Main Features of RESS
The scheme is to consist of a series of auctions, with the first one (RESS 1) in 2019 and the final (not yet fully confirmed) in 2025. The auctions will “sell” subventions to bridge the gap between energy generation cost and economic value of the energy generated. The terms of the auctions can be tweaked on each occasion to allow for developments in the markets as the years pass.
The first auction seeks to concentrate on projects that will be in a position to generate energy before the end of 2020, with a clear objective of helping close the gap on the national renewables target for that year. It is planned to be technology neutral – it will support all technologies equally.
The second and subsequent auctions are likely to include caps for individual technologies to try to encourage diversity in power generation.
Eligibility of project bids will be affected by various criteria, some practical such as proof that the project has secured planning permission and a grid connection, and also more policy driven ones such as community involvement (there are a number of proposed requirements here) or proof that the technology needs subvention.
Bidders will have to submit financial bonds, in the event of the project subsequently not achieving set milestones or other criteria these bonds may be called in, and the promoters excluded from future auctions.
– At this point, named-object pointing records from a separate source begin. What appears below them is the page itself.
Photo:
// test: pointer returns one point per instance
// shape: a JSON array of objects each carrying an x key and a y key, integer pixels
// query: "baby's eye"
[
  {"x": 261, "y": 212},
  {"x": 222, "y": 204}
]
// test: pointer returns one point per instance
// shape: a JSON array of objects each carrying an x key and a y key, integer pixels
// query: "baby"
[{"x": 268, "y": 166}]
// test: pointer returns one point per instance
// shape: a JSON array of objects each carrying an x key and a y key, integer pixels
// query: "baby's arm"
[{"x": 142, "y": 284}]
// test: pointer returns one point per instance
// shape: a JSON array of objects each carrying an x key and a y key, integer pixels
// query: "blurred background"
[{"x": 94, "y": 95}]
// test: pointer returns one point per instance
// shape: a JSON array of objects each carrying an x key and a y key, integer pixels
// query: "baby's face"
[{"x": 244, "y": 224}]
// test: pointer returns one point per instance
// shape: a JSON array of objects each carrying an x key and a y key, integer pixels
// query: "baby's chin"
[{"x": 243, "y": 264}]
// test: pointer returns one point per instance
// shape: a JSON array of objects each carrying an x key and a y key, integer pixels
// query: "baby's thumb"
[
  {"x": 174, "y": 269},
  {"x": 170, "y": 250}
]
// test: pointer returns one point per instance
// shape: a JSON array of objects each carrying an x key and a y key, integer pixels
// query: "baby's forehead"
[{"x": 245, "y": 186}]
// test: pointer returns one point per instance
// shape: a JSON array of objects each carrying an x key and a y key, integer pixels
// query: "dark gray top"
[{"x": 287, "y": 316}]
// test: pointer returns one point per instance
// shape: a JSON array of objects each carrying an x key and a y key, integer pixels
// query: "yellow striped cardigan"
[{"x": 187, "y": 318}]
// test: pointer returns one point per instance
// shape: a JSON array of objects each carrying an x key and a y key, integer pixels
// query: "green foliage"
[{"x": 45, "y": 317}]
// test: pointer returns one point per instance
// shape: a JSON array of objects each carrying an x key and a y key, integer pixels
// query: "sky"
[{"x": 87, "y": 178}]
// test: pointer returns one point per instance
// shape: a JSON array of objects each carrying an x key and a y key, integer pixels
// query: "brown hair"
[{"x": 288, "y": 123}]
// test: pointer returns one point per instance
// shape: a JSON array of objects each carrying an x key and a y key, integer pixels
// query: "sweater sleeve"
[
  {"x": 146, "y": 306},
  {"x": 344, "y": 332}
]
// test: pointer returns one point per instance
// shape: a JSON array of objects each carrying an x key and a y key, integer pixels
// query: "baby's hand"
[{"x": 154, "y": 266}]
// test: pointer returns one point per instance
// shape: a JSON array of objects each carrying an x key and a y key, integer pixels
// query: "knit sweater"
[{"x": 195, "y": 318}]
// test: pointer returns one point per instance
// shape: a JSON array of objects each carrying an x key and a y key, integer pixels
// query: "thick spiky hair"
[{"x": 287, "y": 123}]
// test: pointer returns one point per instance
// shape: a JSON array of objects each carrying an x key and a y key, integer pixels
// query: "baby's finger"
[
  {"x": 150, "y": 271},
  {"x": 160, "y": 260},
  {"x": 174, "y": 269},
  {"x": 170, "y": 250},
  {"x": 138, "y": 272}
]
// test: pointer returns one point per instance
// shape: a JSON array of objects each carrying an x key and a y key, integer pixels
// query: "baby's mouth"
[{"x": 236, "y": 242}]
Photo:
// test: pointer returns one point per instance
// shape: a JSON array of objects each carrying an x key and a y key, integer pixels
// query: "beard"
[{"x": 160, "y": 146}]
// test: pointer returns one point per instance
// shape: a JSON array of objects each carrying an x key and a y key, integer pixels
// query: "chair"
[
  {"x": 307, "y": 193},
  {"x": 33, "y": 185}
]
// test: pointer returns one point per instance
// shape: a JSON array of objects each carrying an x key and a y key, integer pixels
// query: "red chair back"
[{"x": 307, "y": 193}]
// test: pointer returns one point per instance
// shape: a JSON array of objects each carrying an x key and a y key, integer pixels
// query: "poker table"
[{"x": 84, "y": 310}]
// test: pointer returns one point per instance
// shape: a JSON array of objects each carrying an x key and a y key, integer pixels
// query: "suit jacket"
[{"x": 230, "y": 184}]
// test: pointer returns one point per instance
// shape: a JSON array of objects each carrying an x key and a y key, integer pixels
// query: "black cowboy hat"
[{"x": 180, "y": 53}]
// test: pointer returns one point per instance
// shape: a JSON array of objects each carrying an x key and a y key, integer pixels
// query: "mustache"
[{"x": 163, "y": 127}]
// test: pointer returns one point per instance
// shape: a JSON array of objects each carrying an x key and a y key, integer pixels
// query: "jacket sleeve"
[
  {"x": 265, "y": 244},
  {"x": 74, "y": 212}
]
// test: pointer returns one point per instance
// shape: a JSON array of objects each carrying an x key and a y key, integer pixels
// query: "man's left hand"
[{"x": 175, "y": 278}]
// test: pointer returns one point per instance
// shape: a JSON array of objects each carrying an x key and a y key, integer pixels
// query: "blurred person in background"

Much more clarity will be required around this aspect of the scheme.
Overall the proposal seems to have been well thought through and has been reasonably well received. The objectives are not particularly controversial, and the logic of the approach does not appear to be fundamentally flawed.
The scope for government to amend the terms of the scheme as it goes along is an aspect that will have to be carefully watched. Too much tinkering, or political interference, could make it less attractive to investors. The area of financial bonds and penalising non-compliance also potentially heighten the risks for participants in the scheme.